Yapımcı engelledi. Bu hesaplar yapım firmasının kontrolündedir biliyorsunuz. Ben Ocak ayında yönetmenle durumu paylaşmıştım ilk, o da sormuş soruşturmuş “nedir bu durum, böyle saçma şey olur mu, teknik bir hata mı var” diye, öğrenmiş ki emri veren yapımcının bizzat kendisi.

Sadece yapımcı Musta Uslu mu yoksa ekipten başka insanlar da seni engelledi mi?

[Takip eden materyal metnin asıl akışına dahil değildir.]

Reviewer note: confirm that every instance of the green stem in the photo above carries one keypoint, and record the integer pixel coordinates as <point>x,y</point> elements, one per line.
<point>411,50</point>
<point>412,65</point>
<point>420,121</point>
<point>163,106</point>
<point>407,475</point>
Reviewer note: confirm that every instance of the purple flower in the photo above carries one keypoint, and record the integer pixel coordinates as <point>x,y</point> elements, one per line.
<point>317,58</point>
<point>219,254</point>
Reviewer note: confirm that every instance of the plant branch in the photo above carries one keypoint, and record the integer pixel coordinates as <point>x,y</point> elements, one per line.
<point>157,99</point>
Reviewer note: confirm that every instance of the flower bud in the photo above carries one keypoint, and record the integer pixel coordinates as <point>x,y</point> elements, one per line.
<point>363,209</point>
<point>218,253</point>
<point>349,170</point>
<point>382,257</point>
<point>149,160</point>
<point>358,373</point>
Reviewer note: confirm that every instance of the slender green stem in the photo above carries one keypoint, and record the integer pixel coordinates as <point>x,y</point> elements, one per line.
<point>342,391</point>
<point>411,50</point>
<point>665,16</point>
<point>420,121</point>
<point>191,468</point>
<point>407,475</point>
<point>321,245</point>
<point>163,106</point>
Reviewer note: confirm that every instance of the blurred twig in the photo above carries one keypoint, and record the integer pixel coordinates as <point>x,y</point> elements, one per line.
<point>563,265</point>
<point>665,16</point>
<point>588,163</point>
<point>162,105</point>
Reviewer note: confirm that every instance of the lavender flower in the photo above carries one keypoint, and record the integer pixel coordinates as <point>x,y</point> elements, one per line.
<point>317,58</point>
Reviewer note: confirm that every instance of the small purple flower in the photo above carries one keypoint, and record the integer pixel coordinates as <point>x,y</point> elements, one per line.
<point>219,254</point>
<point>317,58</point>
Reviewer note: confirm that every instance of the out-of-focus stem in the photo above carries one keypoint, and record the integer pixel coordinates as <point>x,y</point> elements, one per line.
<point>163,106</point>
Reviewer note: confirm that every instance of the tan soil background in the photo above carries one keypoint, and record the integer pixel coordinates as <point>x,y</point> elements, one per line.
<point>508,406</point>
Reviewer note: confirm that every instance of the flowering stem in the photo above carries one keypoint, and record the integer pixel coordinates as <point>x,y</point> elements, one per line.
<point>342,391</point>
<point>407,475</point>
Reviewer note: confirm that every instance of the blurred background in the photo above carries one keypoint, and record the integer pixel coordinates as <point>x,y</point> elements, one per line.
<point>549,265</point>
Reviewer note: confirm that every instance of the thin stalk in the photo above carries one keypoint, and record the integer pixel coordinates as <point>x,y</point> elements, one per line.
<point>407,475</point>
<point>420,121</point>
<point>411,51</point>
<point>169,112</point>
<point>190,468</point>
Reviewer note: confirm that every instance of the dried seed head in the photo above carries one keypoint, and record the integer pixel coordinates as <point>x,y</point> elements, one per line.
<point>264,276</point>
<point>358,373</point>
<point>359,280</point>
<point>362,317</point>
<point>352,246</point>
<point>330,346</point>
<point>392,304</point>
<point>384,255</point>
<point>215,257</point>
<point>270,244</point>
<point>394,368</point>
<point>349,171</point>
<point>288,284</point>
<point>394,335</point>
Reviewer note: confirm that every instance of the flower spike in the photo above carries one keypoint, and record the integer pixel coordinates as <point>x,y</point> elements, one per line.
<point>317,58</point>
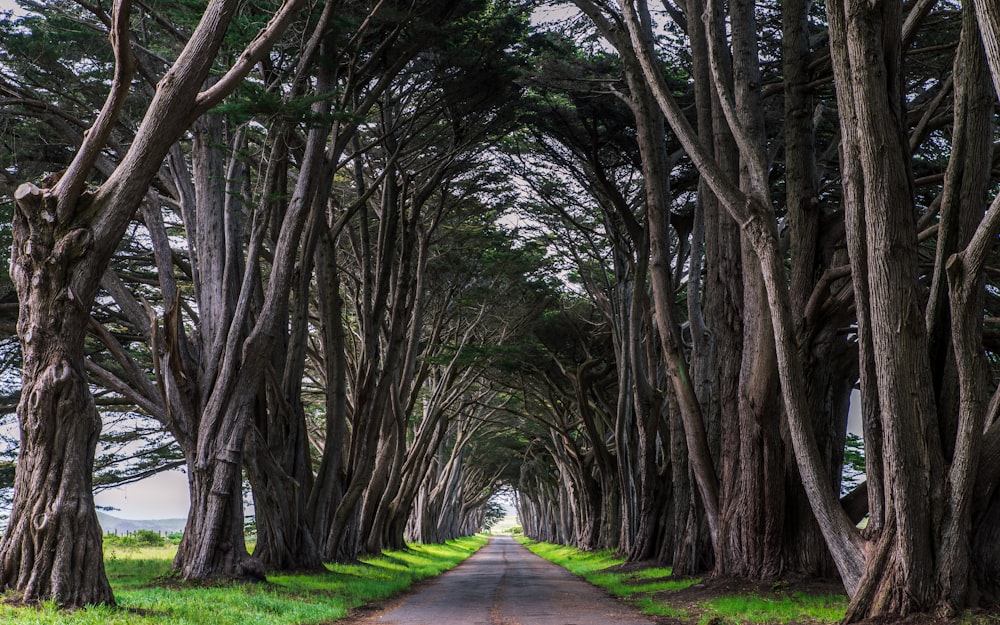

Beni engelleyen başka kimse yok. Ekiple de yönetmenle de bir sıkıntımız yok. Ama onlar da paylaşımlarında yapımcı ile araları bozulmasın diye benim ismimi geçirmemeye dikkat ediyorlar. Sosyal medyada ekibin hesaplarına göz atarsanız ben hiç yokmuşum gibi bir paylaşım dünyası var filmin.

Nerelerde yok ismin?

Şu an filmin resmi web sayfasında, youtube hesabında, fragmanda, hiçbir yerde ismim yok. Oldukça uzun süredir, hiçbir etkinlikten haberdar edilmiyor, hiçbir yere davet edilmiyorum. Filmin katıldığı uluslararası organizasyonları sıradan vatandaş gibi basından duyuyorum.

Anladığım kadarıyla senin dışlanmana yapımcı ön ayak oluyor ve herkesi katılmak zorunda bırakıyor, öyle mi?

Bu açıkça görülüyor zaten. Mesela filmin basın işlerini alan bir hanımefendi var, ya da filme danışmanlık yapan Elif Dağdeviren var, bunların da kişisel sosyal medya hesaplarında bu film ekibine katılmaktan sevinç duyduklarını söyleyen paylaşımları var, bu paylaşımlar da ekipteki tek tek her isimden söz ediyorlar ama benim adımı geçirmiyorlar.

Mobbingle karşı karşıyasın o zaman. Yapımcı neden böyle şeyler yapıyor sence?

Egosu tüm bu güzel çalışmanın önüne geçen bir karakter ile karşı karşıyayız. Her mecrada egosu yüksek olan kişinin ben olduğumu söylese de yaptıkları ego problemi yaşayan kişinin kendisi olduğunu zaten açıkça gösteriyor. Tüm bunlar olurken ben evimde oturuyorum, egosu olan insan evinde oturmaz.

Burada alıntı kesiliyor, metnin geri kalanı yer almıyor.